NASHVILLE, Tenn. - George Kelley believes the nation has lost its moral conscience and he plans to do something about it - one child and $10 at a time.
The 76-year-old retired flower shop owner has started a ministry out of his home that pays children $10 each to memorize and recite the Ten Commandments.
With the help of donations, Mr. Kelley said nearly 7,000 children nationwide have taken advantage of the offer over the past five years. He hopes to persuade 10 million children to participate.
"When I say 10 million, you say that's crazy," Mr. Kelley said, chuckling. "Well, if you have a small dream, nobody pays any attention to it."
Mr. Kelley's project was born out of disgust in 1997 after a part-time cook murdered seven workers at three Tennessee restaurants - a string of slayings that terrorized the Nashville area. Mr. Kelley saw the crimes as another sign that young people did not understand right from wrong.
"Kids were running around shooting each other for tennis shoes and jackets," he said.
With help from friends, Mr. Kelley and his wife, Marion, started the Ten Commandments Project. The Kelleys, both Presbyterians, felt children who memorized the Ten Commandments perhaps would think about them when tempted to lie, steal or get involved in other wrongdoing.
At first the Kelleys were concerned about how they would fund the effort, but supporters started sending donations - from $15 to $10,000 - and a wealthy friend promised to help when needed.
"It turned out, when our bank account got a little low, somebody would send some money in," Mr. Kelley said.
"An authorized witness is not a relative," Mr. Kelley said. "They would be inclined to fudge a little."
Marion Kelley said she and her husband have not been concerned about fraud, partly because they write checks to individuals - instead of to groups of several children at a time. Fabricating affidavits "would be a lot of trouble for just $10," she said.
Also, adult leaders of youth groups whose members want to participate often call the Kelleys first for permission to act as authorized witnesses, providing more assurance that the affidavits are real, Mrs. Kelley said.
Brian Runge, a Lutheran pastor in Houston, discovered the project while surfing the Web. He brought the idea to St. Mark Lutheran School in Houston, where more than 100 students participated and earned their money during the fall. Many planned to donate the funds to needy children in Zimbabwe.
"The Ten Commandments are the basis of moral law for human beings, regardless of what your perspective is," the Rev.

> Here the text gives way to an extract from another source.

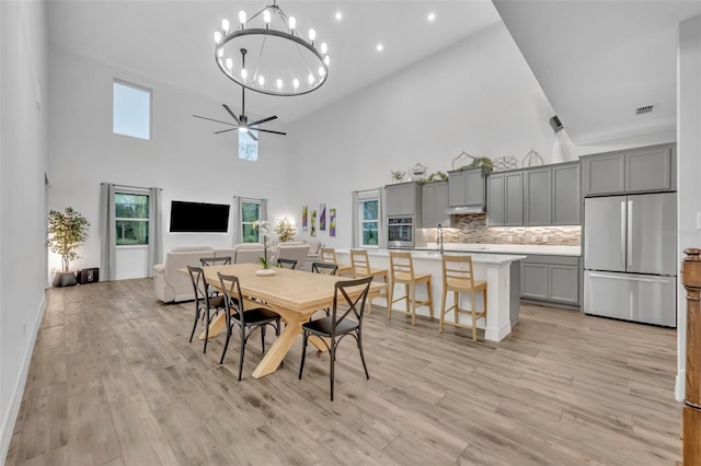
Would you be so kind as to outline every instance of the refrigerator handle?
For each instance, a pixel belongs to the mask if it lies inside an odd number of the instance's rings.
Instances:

Runge said. "The more kids that know them, the more they'll know how to live."
Angela Gloyna, an 11-year-old fifth-grader, called the $10 payment "a big incentive," and she joked that a similar offer on all her studies would make her a millionaire.
Classmate Sophia Pereira, also 11, said "they taught us a lot of stuff we had to do, like not to believe in other gods and not to murder."
About 500 students at David Lipscomb Elementary, a Church of Christ school in Nashville, Tenn., also memorized the commandments last year, then gave their checks to St. Jude Children's Research Hospital in Memphis, Tenn.
For the retired couple, the ministry has become a passion.
"We try to dream up ways to promote it," he said. "Marion thought we ought to get a couple of camels and donkeys and go across the nation as Moses."
The Kelleys concede that some children will participate simply for the excitement of receiving a letter and check in the mail. However, they have faith that the young people will remember the lesson well after the money is gone.
"We hope someday that it won't be the $10 that's important, but that they'll have God's word in their heart," Mrs. Kelley said.